Why is it good for adult children to seek support on forums, but bad for estranged parents to seek support on forums?
So, the problem is those who talk about the estrangement and seek advice from others in the same situation. If you just keep it to yourself, you are managing it just fine while your kids are bad mouthing you on adult children forums. Thank you for the helpful information.
If an adult daughter posted to a forum to say that she provoked her mother into a frenzy at her grandmother's deathbed, then grabbed her mother by the hair and dragged her out of the room, the members would be horrified.
If an adult daughter posted to say that her parents accused her of being an alcoholic and ended visits the moment she took a drink, but she wasn't an alcoholic and her parents were being controlling... the forum would urge her to entertain the possibility that she was an alcoholic.
If an adult daughter posted to say that both her son and her daughter accused a friend of the family of molesting them, but it wasn't possible because she was sure she was there the whole time and besides, what kind of pedophile molested both boys and girls? ...the forum would tear her a new one and give her a crash course in molestation, then tell her to put her kids into therapy immediately. They would suggest filing charges. And they wouldn't let up until they were convinced that the mother had taken steps to secure the children's safety.

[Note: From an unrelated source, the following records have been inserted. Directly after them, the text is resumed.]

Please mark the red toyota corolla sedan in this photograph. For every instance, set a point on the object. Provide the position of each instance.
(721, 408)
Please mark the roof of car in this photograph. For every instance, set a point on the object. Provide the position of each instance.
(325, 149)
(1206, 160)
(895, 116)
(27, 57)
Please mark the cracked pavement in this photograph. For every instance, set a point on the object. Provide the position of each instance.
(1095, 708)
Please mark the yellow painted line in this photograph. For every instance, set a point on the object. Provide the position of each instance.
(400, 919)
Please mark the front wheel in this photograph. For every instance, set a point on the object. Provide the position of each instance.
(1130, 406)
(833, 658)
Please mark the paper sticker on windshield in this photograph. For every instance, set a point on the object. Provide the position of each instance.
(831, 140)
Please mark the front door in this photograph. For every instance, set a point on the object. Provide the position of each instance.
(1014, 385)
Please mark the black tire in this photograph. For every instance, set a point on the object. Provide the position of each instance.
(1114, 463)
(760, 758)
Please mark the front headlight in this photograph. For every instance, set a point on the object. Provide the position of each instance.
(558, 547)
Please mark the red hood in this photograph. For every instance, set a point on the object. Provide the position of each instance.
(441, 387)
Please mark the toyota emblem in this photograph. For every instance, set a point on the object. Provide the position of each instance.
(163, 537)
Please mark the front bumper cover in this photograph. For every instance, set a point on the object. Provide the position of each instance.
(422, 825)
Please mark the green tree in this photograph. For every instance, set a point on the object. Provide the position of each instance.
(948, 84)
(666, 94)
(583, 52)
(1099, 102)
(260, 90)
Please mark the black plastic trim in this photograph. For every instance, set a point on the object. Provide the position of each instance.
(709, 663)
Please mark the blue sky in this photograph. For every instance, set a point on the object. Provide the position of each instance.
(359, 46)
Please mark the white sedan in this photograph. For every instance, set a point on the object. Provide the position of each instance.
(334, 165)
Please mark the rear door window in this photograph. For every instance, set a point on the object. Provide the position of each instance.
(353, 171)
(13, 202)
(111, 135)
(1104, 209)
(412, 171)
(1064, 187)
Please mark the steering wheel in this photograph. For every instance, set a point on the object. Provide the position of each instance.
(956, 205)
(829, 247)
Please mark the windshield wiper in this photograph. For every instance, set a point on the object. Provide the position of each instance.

That's not how estranged parents' forums responded when their members told the same stories.
It's not about whether it's good or bad for a particular group to seek support. It's about whether a particular group is drawn to forums with a forum culture that enables abuse, applauds abuse, tells abusers they admire their strength. That tells a woman who dragged her daughter out of the room by the hair that she's a role model. If estranged children's forums applauded members for the same kinds of things that estranged parents' forums applaud, you'd question their value, too.
Why don't you include quotes from forums for adult children of abusers?
There's a disconnect between the accounts of adult children of abusers and the accounts of members of estranged parents' forums. Outsiders read both and think, "The survivors had it rough, but these estranged parents are nothing like the parents the survivors describe." When adult children of abusers confront members of estranged parents' forums, the parents themselves say, "Don't lump me in with your parents! I was nothing like that." Using the words of adult children of abusers to show that the members are abusive just opens up the argument for another round of "We're not like that."
What this site does is show, in the unfiltered words of the members, that by the members' own accounts their behavior is abusive.
But we're not abusive.
I don't expect you to agree.
You posted enough of my story that my estranged child, who has made credible threats to my safety, could find my posts.
Hooooooly crap you're right. I'm so sorry. I've changed details to hide your identity.
The analyses on this page are my own opinions and should not be construed as medical advice or statements of absolute fact.